A few months ago I grabbed all the old code and threw it into Claude. Goodness did it have some things to say about my programming. It’s very flattering but you could tell it didn’t mean it. Since then I’ve been poking at Unscroll, working on it “in production” on a server somewhere far from home—I don’t want to give Claude domain over my local machine, you see.

Work is very busy and I’m suspicious of this project’s ability to ruin my life so I try to have lots of little tasks for the bots over the weekend. Sometimes I work on it while on bike rides. Type, bike, type. It’s in a very, very rough state. It’s sub-alpha. But I thought it would be useful to resurrect it and talk about how things are changing. I’ll noodle on it over time. Sort of like resurrecting Ftrain.

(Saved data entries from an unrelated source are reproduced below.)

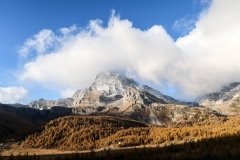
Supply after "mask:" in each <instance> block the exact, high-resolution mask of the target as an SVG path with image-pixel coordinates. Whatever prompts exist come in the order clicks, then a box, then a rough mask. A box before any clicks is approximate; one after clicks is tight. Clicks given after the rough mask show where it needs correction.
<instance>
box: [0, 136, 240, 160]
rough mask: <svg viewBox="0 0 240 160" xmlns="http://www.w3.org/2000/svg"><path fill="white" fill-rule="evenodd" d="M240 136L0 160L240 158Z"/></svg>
mask: <svg viewBox="0 0 240 160" xmlns="http://www.w3.org/2000/svg"><path fill="white" fill-rule="evenodd" d="M239 144H240V135H239V134H234V135H232V136H223V137H218V138H210V139H202V140H199V141H196V142H195V141H191V142H186V143H183V144H173V145H169V146H166V147H155V148H144V147H143V148H132V149H127V150H103V151H100V152H90V153H81V154H80V153H79V154H78V153H75V154H65V155H47V156H46V155H45V156H28V155H25V156H15V157H13V156H10V157H4V158H3V157H2V158H0V160H23V159H24V160H90V159H93V160H94V159H95V160H139V159H141V160H149V159H151V160H158V159H161V160H171V159H174V160H175V159H184V160H191V159H204V160H212V159H213V160H216V159H239V157H240V147H239Z"/></svg>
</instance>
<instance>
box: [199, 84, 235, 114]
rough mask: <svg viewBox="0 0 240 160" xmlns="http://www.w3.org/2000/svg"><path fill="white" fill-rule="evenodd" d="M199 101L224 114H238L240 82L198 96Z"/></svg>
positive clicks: (231, 84) (200, 103)
mask: <svg viewBox="0 0 240 160" xmlns="http://www.w3.org/2000/svg"><path fill="white" fill-rule="evenodd" d="M197 102H198V103H199V104H200V105H201V106H205V107H207V108H209V109H212V110H215V111H217V112H219V113H221V114H224V115H237V114H239V113H240V82H235V83H231V84H229V85H226V86H223V87H222V89H220V90H219V91H217V92H213V93H209V94H206V95H204V96H202V97H200V98H198V99H197Z"/></svg>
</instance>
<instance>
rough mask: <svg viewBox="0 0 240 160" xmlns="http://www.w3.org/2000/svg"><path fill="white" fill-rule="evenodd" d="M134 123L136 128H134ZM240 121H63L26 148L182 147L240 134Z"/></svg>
mask: <svg viewBox="0 0 240 160" xmlns="http://www.w3.org/2000/svg"><path fill="white" fill-rule="evenodd" d="M131 123H133V124H131ZM239 124H240V118H238V117H233V118H230V119H229V120H227V121H218V122H214V123H211V122H209V123H208V124H192V125H191V126H182V127H169V128H166V127H156V126H150V127H146V126H144V125H143V124H141V123H137V122H131V121H126V120H119V119H115V118H110V117H97V118H96V117H85V118H83V117H79V116H70V117H64V118H59V119H57V120H54V121H51V122H50V123H48V124H47V125H46V126H45V127H44V129H43V130H42V131H40V132H38V133H35V134H33V135H30V136H29V137H28V138H27V139H26V140H25V141H24V142H23V143H22V146H24V147H29V148H46V149H60V150H93V149H99V148H106V149H107V148H118V147H129V146H139V145H159V146H166V145H170V144H179V143H184V142H189V141H198V140H203V139H210V138H219V137H225V136H232V135H237V134H238V133H240V125H239Z"/></svg>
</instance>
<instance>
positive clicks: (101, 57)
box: [19, 0, 240, 96]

It took a while to just accept that we live in a sit-and-scroll world. The version in my head had multiple horizontal rows of spatialized data. But that’s not how people read or learn now. We learn with one finger.

Things that used to be hard—parsing Wikipedia, extracting events from narrative content, aligning things by subject without a formal taxonomy (or with), and showing related stuff from the Internet Archive—are conceptually still very difficult but practically much easier. For example, not only is LLM-based coding good at writing custom parsers for Wikipedia, then QAing the results to improve the edge cases, but it was also instrumental in helping me download Kiwix, which gives me an offline Wikipedia, with images, so that I can “read” thousands of Wikipedia pages to look for relevant chronological content, then assemble that, then feed that into further queries for Archive.org and other platforms. This way I don’t hammer Wikipedia. It also helped me convert the entire Wikiquote database, and found 90,000 quotes with dates.

What does it actually do? Well in the background it makes events, basically—little data blobs. Then it assembles them. Here’s a timeline of Bach. If the system is not broken at the moment, you’ll see that it includes many of the BWVs (his catalog) with Archive.org recordings, plus lots of related stuff from his life and parsed out of the big early biographies too. Learn about the Amiga Computer by reading old magazines! Learn the history of consciousness and AI or check out 200,000 years of human migration. Or just scroll. Some of it is very, very clunky. Lots just breaks.

It’s not a good product yet and may never be. But it sure does keep me off social media. And it’s something to talk about. I’d rather talk about work in particular than vibecoding in general.

I think some things to discuss are:

  • The basic architecture of things like this: Prototyping the CMS parts, creating user registration systems, and so forth.

  • How hard it is to get a system to be coherent when it has different ways of looking at data. LLMs excel at “view of the database” programming but when you go too far astray you need to think hard.

  • Refining and targeting a data model, and what that means for skills.

  • What’s cheap to LLM, what’s expensive.

  • Filtering for accuracy.

  • What an LLM should be allowed to reformat/rewrite, how it should rewrite, and how to document that and alert the user.

  • Automating the collection of research and source materials from large public corpora with humanist intent.

  • Getting access to tools that were previously pretty hard to pull off, like embeddings and vector search across events.

  • What “product” means in this context.

  • How to make it accessible—it’s not right now.

  • What it means when platforms can be little hobbies.

And so forth. I’m noting this because I feel obligated to narrate the moment, especially since Simon Willison is putting in so much work, I should talk about this stuff too if it’s helpful. Also I want to talk about the interaction between LLMs and content and computers—there’s a lot to think through around pipelines that involve this new technology and how to be credible and transparent.

I’ll open source it eventually if anyone cares and the data is all public/commons-ey stuff. I don’t want to own time. I just want to experience it.